In fact, the levels of safety and security compared to the rising concern in the rest of the world has created the perception that China is safer than other countries just starting to deal with the growing shock, anger and resistance to coronavirus. At least that is how Tony Perman, an associate professor at Grinnell College, views China after recently returning to the US from Shanghai.

When my family returned to the United States after six weeks of quarantine in Shanghai, our friends and relatives responded with congratulations and relief that we were finally safe. Less than a week since arriving back home, however, we don’t quite share our loved ones’ sentiments. We felt safer in Shanghai as conditions improved than we do in the U.S.

I’ve now lived through a coronavirus quarantine in the two countries, and the differences are stark well beyond their airports. In China, the obligation to isolate felt shared and the public changed their habits almost immediately. Sterilization, cleanliness and social distancing were prioritized by everyone at all times. Rightly or wrongly, the Chinese state’s heavy-handed approach seemed to work.

We do not know how long the COVID-19 pandemic will last. Many of us are still in the early stages of the change curve. For me personally, it’s been a succession of shock-anger-resistance cycles. During the Diamond Princess scare in February, I shared the armchair frustration and anger, but continued to attend networking events where large groups of people attended.

Then there were the series of corporate or chamber of commerce events that I was personally involved with that had to be postponed, with the hope that they would be re-scheduled for early Spring or Summer.

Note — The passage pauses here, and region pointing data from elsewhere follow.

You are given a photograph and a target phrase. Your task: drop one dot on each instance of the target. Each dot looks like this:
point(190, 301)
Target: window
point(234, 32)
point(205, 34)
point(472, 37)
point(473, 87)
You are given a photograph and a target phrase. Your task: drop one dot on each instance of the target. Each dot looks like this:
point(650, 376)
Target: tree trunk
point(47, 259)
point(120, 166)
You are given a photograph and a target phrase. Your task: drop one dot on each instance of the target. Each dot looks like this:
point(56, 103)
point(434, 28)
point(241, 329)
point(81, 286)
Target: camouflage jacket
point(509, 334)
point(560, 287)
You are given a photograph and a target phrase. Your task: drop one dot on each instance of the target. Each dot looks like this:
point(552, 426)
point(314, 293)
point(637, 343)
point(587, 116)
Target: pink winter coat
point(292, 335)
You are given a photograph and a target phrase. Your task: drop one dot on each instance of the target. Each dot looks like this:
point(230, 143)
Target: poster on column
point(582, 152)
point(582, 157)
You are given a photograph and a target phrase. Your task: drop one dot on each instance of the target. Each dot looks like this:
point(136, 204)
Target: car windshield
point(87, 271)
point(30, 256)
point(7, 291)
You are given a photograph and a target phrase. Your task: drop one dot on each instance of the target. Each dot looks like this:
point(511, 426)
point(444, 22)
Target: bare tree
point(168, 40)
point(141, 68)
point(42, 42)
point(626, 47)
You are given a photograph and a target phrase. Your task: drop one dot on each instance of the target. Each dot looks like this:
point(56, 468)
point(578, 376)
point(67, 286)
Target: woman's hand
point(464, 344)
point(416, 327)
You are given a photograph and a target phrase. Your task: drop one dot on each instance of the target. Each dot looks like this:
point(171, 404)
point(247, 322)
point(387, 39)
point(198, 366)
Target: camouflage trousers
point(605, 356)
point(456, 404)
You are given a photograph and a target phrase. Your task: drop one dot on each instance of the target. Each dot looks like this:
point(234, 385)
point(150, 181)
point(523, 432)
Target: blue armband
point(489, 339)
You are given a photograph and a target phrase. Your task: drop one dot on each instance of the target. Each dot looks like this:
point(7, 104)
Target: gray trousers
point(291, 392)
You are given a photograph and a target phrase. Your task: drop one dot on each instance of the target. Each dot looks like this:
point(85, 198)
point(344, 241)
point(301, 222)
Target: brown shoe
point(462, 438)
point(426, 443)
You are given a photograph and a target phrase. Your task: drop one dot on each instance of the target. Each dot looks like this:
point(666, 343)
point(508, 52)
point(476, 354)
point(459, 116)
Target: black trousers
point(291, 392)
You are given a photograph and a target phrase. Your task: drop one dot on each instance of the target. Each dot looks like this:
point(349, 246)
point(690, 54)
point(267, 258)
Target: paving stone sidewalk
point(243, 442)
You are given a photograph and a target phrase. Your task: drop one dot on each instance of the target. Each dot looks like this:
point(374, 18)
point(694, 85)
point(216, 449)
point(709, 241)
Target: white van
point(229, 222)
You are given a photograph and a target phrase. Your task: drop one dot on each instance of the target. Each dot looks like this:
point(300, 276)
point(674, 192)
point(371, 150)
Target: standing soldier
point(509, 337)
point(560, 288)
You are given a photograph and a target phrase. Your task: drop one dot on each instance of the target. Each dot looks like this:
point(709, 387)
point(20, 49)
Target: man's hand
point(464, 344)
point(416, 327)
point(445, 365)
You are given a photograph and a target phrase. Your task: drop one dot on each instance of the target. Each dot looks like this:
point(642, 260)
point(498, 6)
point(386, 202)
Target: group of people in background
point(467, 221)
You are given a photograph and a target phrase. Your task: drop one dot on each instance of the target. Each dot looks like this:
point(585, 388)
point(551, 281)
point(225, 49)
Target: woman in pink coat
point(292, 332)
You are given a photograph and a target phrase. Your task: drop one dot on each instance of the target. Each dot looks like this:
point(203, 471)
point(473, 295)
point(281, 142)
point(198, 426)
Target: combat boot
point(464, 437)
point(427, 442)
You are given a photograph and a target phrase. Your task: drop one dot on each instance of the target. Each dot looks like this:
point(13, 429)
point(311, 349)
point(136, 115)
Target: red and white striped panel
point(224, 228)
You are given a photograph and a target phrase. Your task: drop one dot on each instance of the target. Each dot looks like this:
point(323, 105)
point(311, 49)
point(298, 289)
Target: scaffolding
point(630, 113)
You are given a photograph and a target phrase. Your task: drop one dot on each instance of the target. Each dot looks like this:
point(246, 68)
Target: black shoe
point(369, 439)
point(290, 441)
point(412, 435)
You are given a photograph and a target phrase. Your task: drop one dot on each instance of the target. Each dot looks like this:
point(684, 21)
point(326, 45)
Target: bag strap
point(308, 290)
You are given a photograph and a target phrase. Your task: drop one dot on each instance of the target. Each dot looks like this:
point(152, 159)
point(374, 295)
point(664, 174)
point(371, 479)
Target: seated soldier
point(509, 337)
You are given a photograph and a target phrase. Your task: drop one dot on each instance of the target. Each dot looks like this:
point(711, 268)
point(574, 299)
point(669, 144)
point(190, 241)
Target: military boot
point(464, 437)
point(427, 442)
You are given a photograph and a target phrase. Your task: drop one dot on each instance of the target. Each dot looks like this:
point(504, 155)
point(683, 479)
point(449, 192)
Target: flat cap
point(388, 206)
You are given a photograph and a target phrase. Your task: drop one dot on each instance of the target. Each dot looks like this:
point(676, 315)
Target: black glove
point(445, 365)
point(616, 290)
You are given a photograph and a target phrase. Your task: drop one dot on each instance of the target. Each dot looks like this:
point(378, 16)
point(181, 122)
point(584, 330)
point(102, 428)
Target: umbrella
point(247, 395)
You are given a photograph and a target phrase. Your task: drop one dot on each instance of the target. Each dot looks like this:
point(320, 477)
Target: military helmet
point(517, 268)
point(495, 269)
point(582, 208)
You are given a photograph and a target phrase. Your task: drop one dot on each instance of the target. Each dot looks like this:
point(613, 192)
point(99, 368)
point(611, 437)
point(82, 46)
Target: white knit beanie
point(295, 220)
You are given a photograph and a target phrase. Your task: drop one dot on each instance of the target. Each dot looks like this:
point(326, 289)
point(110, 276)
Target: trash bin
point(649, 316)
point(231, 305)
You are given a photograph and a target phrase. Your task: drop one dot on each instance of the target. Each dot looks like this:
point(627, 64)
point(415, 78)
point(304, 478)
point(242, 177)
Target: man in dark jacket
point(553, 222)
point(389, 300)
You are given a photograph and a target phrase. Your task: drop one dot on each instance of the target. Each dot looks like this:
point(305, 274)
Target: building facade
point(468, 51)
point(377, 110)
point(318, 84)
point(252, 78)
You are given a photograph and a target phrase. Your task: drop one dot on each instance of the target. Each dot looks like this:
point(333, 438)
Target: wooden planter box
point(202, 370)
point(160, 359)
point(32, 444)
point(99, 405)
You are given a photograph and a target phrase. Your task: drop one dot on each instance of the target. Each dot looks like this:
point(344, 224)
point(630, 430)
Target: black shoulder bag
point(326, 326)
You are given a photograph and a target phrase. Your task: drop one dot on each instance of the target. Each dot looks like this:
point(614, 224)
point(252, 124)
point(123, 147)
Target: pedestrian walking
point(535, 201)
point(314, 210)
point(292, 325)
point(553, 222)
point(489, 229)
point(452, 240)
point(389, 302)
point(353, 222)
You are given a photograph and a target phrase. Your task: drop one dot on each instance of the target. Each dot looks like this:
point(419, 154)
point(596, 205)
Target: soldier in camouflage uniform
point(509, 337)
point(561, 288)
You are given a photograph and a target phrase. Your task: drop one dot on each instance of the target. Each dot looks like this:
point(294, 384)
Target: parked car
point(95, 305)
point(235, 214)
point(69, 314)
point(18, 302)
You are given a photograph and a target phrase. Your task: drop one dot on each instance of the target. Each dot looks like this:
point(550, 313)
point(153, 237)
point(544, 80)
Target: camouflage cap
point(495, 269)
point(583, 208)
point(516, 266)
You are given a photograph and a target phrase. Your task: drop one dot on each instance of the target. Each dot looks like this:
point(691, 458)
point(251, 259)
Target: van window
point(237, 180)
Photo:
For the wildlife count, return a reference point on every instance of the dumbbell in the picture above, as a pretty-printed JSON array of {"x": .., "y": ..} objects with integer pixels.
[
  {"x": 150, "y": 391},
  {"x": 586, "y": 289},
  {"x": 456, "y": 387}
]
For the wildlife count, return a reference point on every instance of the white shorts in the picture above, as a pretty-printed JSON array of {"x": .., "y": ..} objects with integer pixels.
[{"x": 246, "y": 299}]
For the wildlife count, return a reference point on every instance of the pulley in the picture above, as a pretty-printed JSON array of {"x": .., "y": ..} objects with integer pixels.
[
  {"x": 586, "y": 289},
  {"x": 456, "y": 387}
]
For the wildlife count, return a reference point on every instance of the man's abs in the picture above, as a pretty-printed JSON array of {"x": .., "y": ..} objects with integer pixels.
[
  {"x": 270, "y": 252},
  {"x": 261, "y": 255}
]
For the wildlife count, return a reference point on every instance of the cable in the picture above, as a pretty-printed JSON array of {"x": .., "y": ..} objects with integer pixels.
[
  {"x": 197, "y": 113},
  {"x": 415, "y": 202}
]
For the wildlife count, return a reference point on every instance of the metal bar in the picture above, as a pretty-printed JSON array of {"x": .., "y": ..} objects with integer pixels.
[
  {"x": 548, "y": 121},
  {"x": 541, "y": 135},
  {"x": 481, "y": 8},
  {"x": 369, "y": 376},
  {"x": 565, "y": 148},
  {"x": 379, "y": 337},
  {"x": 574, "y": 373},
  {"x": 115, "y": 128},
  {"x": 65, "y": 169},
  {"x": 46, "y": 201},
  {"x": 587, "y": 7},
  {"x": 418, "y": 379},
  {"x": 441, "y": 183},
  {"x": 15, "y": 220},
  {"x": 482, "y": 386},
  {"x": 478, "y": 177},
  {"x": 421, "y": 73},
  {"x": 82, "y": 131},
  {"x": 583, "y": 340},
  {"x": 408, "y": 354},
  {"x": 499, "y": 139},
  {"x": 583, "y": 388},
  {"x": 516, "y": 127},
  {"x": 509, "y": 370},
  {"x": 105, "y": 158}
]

And while various officials would speak out on the possible cancellation or postponement of the 2020 Tokyo Olympics, I joined Tokyo2020 officials in the belief that the Show would go on as scheduled, wishfully believing that something so big, with so many stakeholders, with so much invested, could not be cancelled or postponed.

But the rapid-fire shocks of recent events have had a desensitizing effect on me. The reality is, the health and welfare of people around the world, whether they be members of our own family, friends, athletes, or world leaders for that matter, is far more important than a sporting event, even a mega, big-tent event like the Summer Olympics.

To be honest, I am still in that resistance stage, hoping that the 2020 Tokyo Olympics and Paralympics will take place as scheduled. But as expressions of shock, anger and resistance continue to grow well beyond Asia, and uncertainty persists as to when a reliable treatment or cure will emerge, it is hard to imagine a world that is secure and confident enough to congregate in July by the tens of thousands in one city – Tokyo.

I’m not quite at the second “A” in SARA, but I’m getting there.

And once there, I hope to add the letter “H,” which represents healing and hope.

Normalcy will return. But not until the change curve has run its course.